We are seeing an issue that seems to be the same as this ticket, as they have similar reproduction and identical callstacks: Unreal Engine Issues and Bug Tracker (UE\-252265)
When searching in the Content Browser, certain letters will crash the editor. Like the linked issue, these letters correspond to character in a Collection name, though they are not the full name. The crash will happen even with a single character being searched.
“Exception thrown at 0x00007FFAC8B3E42C (vcruntime140.dll) in UnrealEditor.exe: 0xC0000005: Access violation reading location 0x0000000000000000.”

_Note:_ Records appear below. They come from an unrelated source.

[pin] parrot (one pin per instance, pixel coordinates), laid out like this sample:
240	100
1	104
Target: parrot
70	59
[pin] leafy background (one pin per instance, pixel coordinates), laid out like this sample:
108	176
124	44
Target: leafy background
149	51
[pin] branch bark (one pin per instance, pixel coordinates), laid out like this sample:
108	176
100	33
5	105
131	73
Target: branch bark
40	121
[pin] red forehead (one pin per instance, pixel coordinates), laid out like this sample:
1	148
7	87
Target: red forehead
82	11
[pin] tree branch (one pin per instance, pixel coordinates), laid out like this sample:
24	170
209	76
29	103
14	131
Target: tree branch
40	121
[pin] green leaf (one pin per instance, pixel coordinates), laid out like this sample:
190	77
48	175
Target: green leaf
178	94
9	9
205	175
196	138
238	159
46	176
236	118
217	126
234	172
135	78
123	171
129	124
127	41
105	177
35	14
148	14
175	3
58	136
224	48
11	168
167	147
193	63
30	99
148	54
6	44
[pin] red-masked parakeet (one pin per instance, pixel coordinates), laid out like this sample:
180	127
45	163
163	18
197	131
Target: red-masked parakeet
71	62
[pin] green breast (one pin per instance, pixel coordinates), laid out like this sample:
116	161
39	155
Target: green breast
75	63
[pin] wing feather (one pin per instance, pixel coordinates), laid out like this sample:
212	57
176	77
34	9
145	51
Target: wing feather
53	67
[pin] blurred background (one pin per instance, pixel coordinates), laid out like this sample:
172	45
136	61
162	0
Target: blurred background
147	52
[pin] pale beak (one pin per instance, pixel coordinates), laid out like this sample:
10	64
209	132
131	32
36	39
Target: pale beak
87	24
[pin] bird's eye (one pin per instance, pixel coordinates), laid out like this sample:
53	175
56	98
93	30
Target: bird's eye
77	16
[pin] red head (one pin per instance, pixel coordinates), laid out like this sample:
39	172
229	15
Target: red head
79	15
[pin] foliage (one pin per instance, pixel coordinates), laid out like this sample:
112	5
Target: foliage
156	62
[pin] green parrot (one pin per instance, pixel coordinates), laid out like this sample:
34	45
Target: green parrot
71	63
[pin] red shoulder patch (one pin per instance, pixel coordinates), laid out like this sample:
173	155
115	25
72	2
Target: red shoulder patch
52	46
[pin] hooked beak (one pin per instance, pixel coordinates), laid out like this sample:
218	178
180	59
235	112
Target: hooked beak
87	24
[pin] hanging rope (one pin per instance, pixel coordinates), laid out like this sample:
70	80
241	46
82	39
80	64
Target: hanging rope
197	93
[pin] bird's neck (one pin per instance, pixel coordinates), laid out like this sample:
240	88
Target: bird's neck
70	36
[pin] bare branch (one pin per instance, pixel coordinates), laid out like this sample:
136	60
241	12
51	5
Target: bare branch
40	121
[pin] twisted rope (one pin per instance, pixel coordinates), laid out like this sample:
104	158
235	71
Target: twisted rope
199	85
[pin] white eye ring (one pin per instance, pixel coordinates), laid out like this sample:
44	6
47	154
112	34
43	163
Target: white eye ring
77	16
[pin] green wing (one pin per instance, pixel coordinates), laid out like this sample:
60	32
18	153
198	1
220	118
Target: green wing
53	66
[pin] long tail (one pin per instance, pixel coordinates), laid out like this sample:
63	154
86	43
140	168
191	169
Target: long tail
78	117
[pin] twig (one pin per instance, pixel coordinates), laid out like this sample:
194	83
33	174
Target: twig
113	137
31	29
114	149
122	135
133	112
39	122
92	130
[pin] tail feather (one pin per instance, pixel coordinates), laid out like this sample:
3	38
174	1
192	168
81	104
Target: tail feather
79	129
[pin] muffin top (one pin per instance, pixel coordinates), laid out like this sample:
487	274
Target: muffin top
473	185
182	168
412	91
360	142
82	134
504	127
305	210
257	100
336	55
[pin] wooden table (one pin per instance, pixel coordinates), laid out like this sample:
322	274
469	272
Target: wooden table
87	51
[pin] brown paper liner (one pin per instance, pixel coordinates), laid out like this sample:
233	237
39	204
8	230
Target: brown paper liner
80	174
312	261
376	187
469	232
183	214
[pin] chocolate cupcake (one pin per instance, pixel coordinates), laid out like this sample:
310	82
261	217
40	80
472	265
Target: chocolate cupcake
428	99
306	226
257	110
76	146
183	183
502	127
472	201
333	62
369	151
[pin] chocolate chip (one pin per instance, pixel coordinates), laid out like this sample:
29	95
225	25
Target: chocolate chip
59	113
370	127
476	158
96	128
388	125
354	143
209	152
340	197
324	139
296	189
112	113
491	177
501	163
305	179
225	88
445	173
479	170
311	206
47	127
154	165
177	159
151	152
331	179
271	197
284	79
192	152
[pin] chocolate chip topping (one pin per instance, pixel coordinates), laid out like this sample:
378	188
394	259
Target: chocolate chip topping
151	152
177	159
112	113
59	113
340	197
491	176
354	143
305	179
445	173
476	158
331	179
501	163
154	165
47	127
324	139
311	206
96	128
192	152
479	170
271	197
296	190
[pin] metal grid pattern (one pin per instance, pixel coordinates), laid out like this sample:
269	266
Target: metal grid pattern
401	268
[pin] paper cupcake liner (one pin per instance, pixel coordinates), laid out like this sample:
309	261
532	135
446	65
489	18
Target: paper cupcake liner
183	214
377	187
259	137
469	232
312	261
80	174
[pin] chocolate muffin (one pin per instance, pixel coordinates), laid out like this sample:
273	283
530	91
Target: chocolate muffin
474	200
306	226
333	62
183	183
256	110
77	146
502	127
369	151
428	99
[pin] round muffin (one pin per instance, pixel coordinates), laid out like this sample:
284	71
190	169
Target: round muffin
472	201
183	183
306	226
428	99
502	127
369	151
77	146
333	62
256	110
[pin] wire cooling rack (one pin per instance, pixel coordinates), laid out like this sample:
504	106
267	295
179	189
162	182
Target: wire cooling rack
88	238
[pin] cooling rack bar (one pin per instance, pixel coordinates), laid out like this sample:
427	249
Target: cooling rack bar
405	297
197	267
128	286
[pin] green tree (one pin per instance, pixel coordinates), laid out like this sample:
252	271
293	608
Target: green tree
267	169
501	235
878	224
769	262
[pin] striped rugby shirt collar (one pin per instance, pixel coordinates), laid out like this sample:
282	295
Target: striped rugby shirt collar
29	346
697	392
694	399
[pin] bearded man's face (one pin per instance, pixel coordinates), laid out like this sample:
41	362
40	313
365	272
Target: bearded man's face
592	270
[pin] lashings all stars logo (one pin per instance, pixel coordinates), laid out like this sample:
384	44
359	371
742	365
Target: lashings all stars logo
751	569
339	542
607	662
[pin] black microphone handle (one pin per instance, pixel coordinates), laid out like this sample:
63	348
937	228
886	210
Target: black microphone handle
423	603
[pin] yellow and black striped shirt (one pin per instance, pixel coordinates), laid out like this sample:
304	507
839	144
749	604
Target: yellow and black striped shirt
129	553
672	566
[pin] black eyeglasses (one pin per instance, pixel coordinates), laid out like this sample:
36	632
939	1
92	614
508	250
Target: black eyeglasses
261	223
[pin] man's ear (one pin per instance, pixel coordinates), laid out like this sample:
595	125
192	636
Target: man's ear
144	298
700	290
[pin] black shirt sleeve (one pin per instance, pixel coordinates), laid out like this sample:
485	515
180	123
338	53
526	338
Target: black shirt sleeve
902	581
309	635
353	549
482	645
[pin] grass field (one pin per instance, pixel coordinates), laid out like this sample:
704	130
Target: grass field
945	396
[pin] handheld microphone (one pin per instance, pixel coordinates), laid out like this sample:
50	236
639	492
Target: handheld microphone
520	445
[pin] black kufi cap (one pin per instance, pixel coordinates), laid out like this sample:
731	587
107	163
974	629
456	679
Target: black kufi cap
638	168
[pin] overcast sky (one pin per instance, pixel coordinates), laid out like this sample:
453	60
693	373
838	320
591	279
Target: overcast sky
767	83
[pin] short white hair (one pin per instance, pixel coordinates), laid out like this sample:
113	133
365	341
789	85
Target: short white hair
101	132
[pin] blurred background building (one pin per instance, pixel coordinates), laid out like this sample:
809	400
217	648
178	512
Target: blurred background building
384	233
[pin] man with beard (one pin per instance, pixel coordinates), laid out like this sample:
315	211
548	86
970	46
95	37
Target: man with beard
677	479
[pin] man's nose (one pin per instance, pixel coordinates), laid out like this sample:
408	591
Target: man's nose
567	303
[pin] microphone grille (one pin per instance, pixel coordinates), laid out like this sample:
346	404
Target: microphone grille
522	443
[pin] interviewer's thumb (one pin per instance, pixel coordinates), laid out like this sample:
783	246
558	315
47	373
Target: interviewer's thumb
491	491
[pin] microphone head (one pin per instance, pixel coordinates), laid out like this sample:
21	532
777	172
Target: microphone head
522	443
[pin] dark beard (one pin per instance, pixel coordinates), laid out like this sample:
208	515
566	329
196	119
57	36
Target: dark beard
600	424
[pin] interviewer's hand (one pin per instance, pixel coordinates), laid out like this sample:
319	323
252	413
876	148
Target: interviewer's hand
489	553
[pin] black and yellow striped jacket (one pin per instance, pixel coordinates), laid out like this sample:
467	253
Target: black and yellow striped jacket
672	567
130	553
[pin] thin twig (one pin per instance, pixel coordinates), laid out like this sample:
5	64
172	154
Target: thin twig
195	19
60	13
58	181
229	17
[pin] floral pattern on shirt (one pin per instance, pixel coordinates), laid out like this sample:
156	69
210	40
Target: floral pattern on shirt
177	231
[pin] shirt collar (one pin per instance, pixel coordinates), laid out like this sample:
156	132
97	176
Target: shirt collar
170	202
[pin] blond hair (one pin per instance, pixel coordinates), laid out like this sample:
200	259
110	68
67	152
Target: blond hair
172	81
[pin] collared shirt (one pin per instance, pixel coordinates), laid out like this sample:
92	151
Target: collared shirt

The error occurs in TextFilterInternal::CompareStrings, but the issue seems to be earlier in the callstack, in FCompiledAssetTextFilter::PassesFilter, when checking Collections
`if (CollectionManager && bIncludeCollectionNames)
{
…
for (const FCollectionNameType& DynamicCollection : *ReferencedDynamicCollections)
{
bool bPassesCollectionFilter = false;
CollectionManager->TestDynamicQuery(
DynamicCollection.Name, DynamicCollection.Type, *this, bPassesCollectionFilter);
if (bPassesCollectionFilter)
{
AssetCollectionNames.AddUnique(DynamicCollection.Name);
}
}
}
}
}
// Convert entire text buffer to uppercase
// Assumes that for a TCHAR buffer this won’t change number of code points
TextBuffer.ToUpperInline();
const TCHAR* Cursor = *TextBuffer;
AssetDisplayName = FStringView(Cursor, DisplayNameLen);
Cursor += DisplayNameLen;
AssetFullPath = FStringView(Cursor, AssetPathLen);
Cursor += AssetPathLen;
AssetExportTextPath = FStringView(Cursor, ExportTextPathLen);
AssetExportTextPath.TrimStartAndEndInline(); // Backends try to separate export text paths with newlines
Cursor += ExportTextPathLen;`
The lower code sets three variables, AssetDisplayName, AssetFullPath, and AssetExportPath. The above code,
CollectionManager->TestDynamicQuery( DynamicCollection.Name, DynamicCollection.Type, *this, bPassesCollectionFilter);
uses those variables by eventually calling TestBasicStringExpression on the Context that is passed around. The variables are not set yet. The eventual string compare crashes.
My fix is to simply move the lower section of the code, where those three variables are set, to be above the Collection code. The only side effect I can see is that TextBuffer would get Uppercased. I don’t think the Collection code cares about that, but I don’t know for sure.
Is this a reasonable fix? Is there a better one? We see this area of code has changed in future versions, but we are not on those versions.